With that in mind, though, the brand isn’t limited to specific categories for expansion. “If I were to go the route of any color, it would be very stripped back, like a tinted lip balm,” she said, adding hair care might make sense eventually, too. “I just wanted a brand that could take my aesthetic, my knowledge of the ingredients that I love, and make it for everyone.”
That aesthetic has defined every step of brand building, from its matte gray packaging to the marketing. “Formula efficacy is the number-one thing, and then it’s about the vibe, the aesthetic, the packaging, the bottles. It’s very curated, very edited, minimal, stripped back,” she said.
The brand isn’t following the traditionally aggressive go-to-market strategies that other celebrity brands have.

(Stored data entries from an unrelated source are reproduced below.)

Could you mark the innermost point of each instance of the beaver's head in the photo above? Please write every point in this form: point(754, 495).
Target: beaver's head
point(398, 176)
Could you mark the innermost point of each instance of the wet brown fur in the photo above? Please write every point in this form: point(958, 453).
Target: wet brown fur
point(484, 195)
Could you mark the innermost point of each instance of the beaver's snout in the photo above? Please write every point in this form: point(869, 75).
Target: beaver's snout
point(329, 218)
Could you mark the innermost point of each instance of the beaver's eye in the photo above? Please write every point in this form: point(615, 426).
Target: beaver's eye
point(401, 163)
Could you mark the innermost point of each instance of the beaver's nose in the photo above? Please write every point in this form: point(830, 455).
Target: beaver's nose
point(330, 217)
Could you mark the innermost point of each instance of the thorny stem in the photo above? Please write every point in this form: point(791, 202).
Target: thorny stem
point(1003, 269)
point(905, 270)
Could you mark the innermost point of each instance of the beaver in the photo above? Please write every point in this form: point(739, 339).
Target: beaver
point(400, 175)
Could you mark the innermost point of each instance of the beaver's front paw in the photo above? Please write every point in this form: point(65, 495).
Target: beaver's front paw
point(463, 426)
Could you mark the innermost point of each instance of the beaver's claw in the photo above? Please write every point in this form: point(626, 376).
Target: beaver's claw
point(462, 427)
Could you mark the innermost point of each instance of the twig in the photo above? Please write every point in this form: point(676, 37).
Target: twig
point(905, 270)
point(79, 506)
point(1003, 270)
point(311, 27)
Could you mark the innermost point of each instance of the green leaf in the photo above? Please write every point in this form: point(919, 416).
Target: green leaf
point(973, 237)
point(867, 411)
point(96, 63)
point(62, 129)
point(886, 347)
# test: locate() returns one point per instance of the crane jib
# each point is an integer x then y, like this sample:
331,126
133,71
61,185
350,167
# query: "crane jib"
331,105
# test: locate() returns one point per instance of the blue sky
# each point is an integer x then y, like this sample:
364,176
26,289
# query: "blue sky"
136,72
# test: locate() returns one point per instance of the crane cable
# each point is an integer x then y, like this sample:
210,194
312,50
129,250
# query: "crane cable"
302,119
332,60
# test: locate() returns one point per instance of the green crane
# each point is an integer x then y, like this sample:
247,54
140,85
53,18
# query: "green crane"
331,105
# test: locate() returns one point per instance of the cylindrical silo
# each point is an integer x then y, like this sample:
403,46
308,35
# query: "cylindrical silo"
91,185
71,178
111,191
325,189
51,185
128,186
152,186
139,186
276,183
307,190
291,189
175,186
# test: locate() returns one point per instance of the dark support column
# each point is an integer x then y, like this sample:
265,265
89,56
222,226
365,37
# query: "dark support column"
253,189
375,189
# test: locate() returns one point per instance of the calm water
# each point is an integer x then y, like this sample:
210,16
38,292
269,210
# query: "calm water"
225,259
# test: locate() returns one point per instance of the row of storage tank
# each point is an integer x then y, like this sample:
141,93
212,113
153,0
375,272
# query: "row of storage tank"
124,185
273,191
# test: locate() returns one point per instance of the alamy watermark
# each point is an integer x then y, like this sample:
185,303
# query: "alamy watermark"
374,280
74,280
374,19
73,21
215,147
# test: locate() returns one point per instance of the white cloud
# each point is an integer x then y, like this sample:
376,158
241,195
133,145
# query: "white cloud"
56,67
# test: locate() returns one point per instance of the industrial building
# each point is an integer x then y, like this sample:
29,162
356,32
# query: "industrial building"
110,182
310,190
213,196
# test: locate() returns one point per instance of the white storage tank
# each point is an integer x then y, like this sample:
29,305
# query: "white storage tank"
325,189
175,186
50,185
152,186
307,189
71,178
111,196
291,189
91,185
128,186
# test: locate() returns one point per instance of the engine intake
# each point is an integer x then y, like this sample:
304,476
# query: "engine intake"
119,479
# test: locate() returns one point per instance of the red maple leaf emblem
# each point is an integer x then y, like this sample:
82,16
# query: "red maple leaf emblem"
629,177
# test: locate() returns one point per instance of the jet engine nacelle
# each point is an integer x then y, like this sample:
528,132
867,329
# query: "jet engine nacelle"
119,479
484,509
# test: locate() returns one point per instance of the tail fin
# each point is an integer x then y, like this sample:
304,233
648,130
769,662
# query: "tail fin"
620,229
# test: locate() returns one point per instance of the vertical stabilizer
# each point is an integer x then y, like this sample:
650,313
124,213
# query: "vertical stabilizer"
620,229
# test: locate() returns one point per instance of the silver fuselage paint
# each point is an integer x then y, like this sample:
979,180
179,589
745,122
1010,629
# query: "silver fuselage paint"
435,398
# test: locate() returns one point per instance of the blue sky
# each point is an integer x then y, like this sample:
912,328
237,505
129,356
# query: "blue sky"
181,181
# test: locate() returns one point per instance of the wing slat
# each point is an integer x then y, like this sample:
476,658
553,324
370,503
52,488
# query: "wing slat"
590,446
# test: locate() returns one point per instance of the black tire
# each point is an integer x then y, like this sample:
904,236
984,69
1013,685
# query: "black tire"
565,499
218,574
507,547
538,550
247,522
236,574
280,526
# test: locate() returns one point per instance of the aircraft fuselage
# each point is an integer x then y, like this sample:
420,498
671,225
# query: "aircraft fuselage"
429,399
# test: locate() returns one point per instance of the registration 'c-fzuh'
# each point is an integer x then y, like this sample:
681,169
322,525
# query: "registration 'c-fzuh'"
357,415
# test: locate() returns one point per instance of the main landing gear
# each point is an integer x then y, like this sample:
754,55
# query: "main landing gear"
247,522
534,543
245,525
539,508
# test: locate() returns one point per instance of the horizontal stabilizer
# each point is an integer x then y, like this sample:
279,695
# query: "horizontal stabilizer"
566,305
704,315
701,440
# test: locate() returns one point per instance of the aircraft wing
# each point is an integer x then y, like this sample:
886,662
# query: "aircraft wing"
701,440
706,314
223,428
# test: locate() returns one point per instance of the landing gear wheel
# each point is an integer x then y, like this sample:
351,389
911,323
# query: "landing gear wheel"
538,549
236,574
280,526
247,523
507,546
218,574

On June 1, Kim Kardashian announced that her new brand, Skkn by Kim, would come to market with nine stockkeeping units; earlier, Lady Gaga’s Haus Labs relaunched with plans to roll out over 100 sku’s in 2022. The latter has also partnered with Sephora, but Bieber wants to own her vision — and her customer — before exploring retail partnerships.
“I spoke to a retailer early on, and I just don’t want to be in a position where somebody’s telling me what to do with my vision. I’ve lent my name and face to a lot of brands, and I’ve spent my time doing that, and I will continue to. But this being my baby, I don’t want people coming in and telling me I have to do something. I want to be able to maintain as much creative control as I can,” she said.
Although Bieber said the route presented challenges, she wanted to be in the brand’s driver’s seat and start from scratch. “I chose the route of ground-up,” she said. “I’m the majority owner of this brand, I put most [of the] money into this brand myself. There’s no reason for me to cut corners. I will not, and I did not with these products.”
Part of the brand’s communication strategy will include YouTube-oriented with content on Bieber’s channel, which launched in 2020.
“We took a TV quality approach to YouTube to make it a place where she could showcase her personality,” said Michael D. Ratner, founding partner and board member of Rhode, who also oversees the production of the content as founder, president and chief executive of OBB media. “But the beauty in how we’re approaching it, is that there’s no over-planning. The YouTube channel is not going to magically become the Rhode YouTube channel.”